The enthalpy of combustion ($\Delta_{c}H^{\circ}$) is calculated using the standard molar enthalpies of formation ($\Delta_{f}H^{\circ}$) of the products and reactants . First, we write the balanced thermochemical equation for the complete combustion of ethene ($C_{2}H_{4}$): $C_{2}H_{4}(g) + 3O_{2}(g) \rightarrow 2CO_{2}(g) + 2H_{2}O(l)$ .

According to thermodynamics, the reaction enthalpy is the sum of the enthalpies of the products minus the sum of the enthalpies of the reactants: $\Delta_{r}H^{\circ} = [2 \times \Delta_{f}H^{\circ}(CO_{2}, g) + 2 \times \Delta_{f}H^{\circ}(H_{2}O, l)] - [\Delta_{f}H^{\circ}(C_{2}H_{4}, g) + 3 \times \Delta_{f}H^{\circ}(O_{2}, g)]$ .
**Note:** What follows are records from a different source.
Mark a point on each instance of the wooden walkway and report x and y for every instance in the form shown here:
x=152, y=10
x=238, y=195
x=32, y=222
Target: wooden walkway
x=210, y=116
By convention, the standard enthalpy of formation for an element in its reference state, such as $O_{2}(g)$, is taken as zero .

Substituting the values provided in the problem: $\Delta_{c}H^{\circ} = [2(-394 \text{ kJ mol}^{-1}) + 2(-286 \text{ kJ mol}^{-1})] - [52 \text{ kJ mol}^{-1} + 3(0)]$ $\Delta_{c}H^{\circ} = [-788 - 572] - 52$ $\Delta_{c}H^{\circ} = -1360 - 52 = -1412 \text{ kJ mol}^{-1}$.

The negative sign confirms that combustion is an exothermic process . This result matches Option B.